Personally, I've never understood why they felt the need to scramble them in the first place. Obviously it stems from competitors getting information...
As Spartacus says, that's an urban myth, as all the FOCs have full access
to TRUST and TOPS, so can look up details of competitors' train services
to their heart's content; not just basic stuff like headcodes and tonnages,
but also commodities/dangerous goods, number of wagons loaded/empty
(including how many containers are on intermodal trains), the types of
wagons each train is using including any cripples, plus a huge amount
of other,
genuinely 'commercially sensitive' information!

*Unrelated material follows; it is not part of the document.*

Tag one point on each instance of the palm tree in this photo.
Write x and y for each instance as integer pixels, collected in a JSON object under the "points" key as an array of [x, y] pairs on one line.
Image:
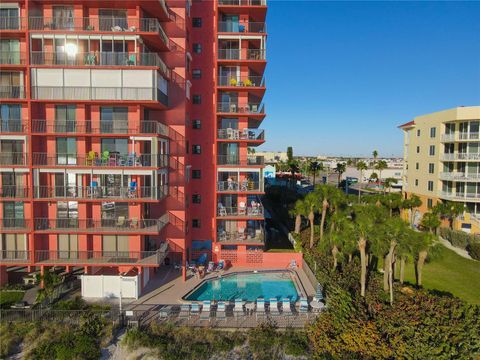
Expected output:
{"points": [[361, 166]]}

but why is it fine to publish the times the train will leave its origin and arrive at its destination, including the times it will get to each place in between, yet the headcode is far too commercially sensitive to publish?
It's not the headcode
as such which needs to be kept secret,
it's simply that the FOCs (other than GBRf, obviously!) do not want
their trains to be easily identifiable/traceable, and scrambling the
headcode (and removing the FOC name too) is by far the easiest
way to achieve that.
Now I know that the origin/destination of freight services often contain the
name of the FOC, but that isn't
always the case, and even when they do,
they are not always accurate; a good example being trains to Whitemoor,
which say "Whitemoor yard GBRf" even when they are operated by Colas,
FHH or DRS!
It seems baffling to me that the thing that is only of use to those in the rail industry is hidden yet all the detailed timings are in the public domain. Does anyone know why the industry made this decision?
It's still down to "commercial sensitivity", but in a broader sense,
i.e. the transport/logistics sector as a whole, so the FOCs don't
want road/sea shipping companies to know how many trains each
of them operate on a given flow on a given day/week/month.